Il poursuit : «Rappelez vous ce qui s’est passé pour Abdelfatteh Amor, président de la Commission nationale d’investigation sur les affaires de corruption et de malversation (CICM), qui a succombé aux pressions et aux menaces des barons de la corruption. Il en est mort.»
Il y a en totalité 300.000 dossiers qui auraient dû être traités, et de poursuivre : «D’ailleurs, j’ajouterais cinq personnes considérées comme les piliers de la corruption en Tunisie. Ces personnes là sont connues et font partie de la Commission d’analyse auprès de la Banque centrale de Tunisie.

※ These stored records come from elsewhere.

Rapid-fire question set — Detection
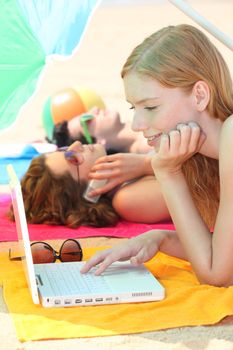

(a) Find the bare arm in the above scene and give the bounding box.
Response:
[89,153,153,196]
[112,176,170,224]
[152,118,233,286]
[81,230,185,275]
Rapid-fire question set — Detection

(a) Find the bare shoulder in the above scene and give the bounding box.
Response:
[222,114,233,132]
[220,115,233,148]
[219,115,233,168]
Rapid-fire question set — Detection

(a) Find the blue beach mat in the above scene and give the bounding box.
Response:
[0,143,56,184]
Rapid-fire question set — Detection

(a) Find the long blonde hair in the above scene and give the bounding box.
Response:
[121,24,233,227]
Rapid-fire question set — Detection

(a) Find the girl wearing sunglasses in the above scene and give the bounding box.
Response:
[10,141,168,228]
[53,107,150,154]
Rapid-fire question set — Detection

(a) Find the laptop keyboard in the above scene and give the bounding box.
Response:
[37,263,111,295]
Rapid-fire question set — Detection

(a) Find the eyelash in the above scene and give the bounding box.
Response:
[144,106,157,111]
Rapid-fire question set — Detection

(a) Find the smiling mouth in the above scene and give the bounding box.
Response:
[147,133,162,142]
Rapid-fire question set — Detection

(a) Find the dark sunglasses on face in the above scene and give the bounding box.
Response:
[9,239,83,264]
[56,146,79,166]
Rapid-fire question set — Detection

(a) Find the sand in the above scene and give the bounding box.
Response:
[0,0,233,350]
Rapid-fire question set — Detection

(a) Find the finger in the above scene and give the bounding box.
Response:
[95,250,129,276]
[188,122,201,152]
[130,248,149,266]
[177,123,191,154]
[88,163,120,180]
[88,181,119,197]
[95,153,121,164]
[158,134,170,154]
[80,249,110,273]
[169,129,181,155]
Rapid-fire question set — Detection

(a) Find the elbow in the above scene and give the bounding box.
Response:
[199,272,233,288]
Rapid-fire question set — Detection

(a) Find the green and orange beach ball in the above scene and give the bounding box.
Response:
[42,88,105,140]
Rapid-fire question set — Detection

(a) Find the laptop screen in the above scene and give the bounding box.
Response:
[7,164,39,304]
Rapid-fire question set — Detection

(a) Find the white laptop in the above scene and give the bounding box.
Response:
[7,165,165,307]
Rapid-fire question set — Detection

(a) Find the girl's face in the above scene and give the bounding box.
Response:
[46,141,106,181]
[124,72,197,149]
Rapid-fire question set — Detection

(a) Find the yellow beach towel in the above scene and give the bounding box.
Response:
[0,248,233,341]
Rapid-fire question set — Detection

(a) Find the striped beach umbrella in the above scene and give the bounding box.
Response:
[0,0,100,131]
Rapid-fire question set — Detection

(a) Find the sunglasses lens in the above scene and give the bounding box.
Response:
[31,242,55,264]
[64,151,79,166]
[60,239,83,262]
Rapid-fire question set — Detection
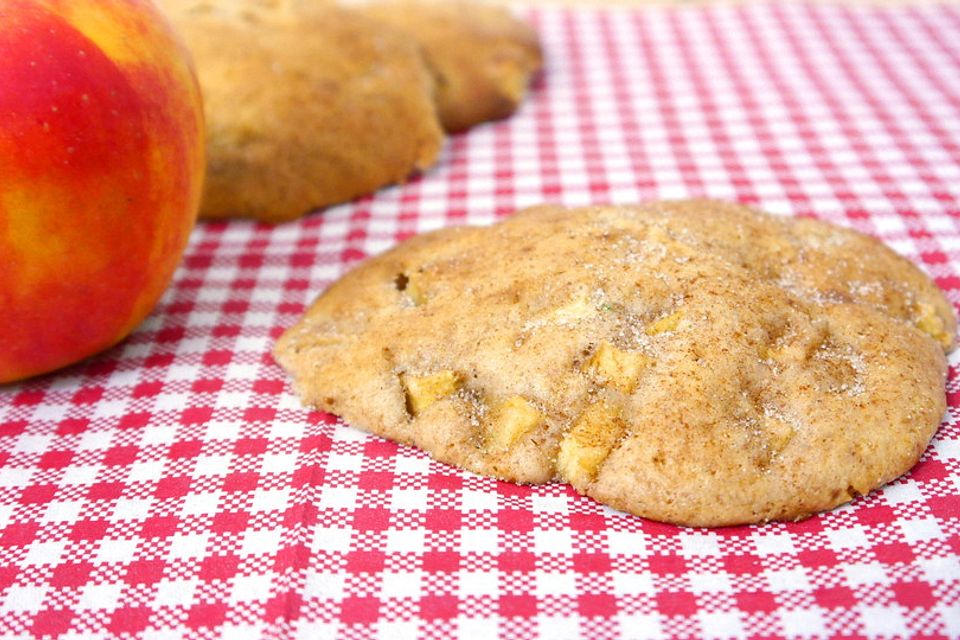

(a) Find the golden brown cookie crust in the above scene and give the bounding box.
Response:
[275,201,956,526]
[358,0,543,132]
[157,0,443,222]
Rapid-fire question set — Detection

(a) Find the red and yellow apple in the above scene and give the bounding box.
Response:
[0,0,204,383]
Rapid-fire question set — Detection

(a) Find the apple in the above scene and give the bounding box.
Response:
[0,0,204,383]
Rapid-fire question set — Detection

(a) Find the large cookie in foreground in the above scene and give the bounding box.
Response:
[161,0,444,222]
[276,201,956,526]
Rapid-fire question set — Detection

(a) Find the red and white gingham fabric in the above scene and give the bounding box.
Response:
[0,5,960,640]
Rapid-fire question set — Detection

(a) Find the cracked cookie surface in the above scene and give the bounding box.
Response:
[275,201,956,526]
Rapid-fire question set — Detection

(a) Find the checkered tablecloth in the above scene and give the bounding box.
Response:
[0,4,960,640]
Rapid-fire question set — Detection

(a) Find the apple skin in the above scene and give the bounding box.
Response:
[0,0,204,384]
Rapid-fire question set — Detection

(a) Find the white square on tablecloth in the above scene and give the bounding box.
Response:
[780,607,827,638]
[386,529,426,553]
[153,578,199,607]
[858,604,909,638]
[77,582,123,610]
[536,571,577,597]
[230,574,273,602]
[899,518,943,544]
[697,611,743,638]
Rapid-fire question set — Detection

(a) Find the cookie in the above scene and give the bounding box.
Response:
[358,0,543,132]
[275,201,956,526]
[157,0,444,222]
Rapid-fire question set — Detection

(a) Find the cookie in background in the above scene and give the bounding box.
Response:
[358,0,543,133]
[160,0,541,223]
[157,1,443,222]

A ce jour, aucune poursuite judiciaire n’a été entamée à leur encontre.»
Il a fait savoir également que le grand danger qui guette le pays n’est autre que le corporatisme. «Dans chaque institution publique, nous avons à faire à des corrompus», a-t-il ajouté.
«Il faut qu’il y ait une volonté politique basée sur des actes et non de simples paroles dans la lutte contre la corruption. Deux éléments que je juge essentiels pour combattre ce phénomène : donner plus de moyens aux instances concernées, en termes de financement et de moyens humains. Ensuite, appliquer la loi pour faire échec à cette culture de l’impunité qui fait prospérer et s’enraciner de plus en plus la corruption. Je dirais une fois de plus : tant qu’on ne changera pas les mentalités de ces personnes, rien ne changera. C’est là où réside le vrai combat pour anéantir ce fléau», conclut-il.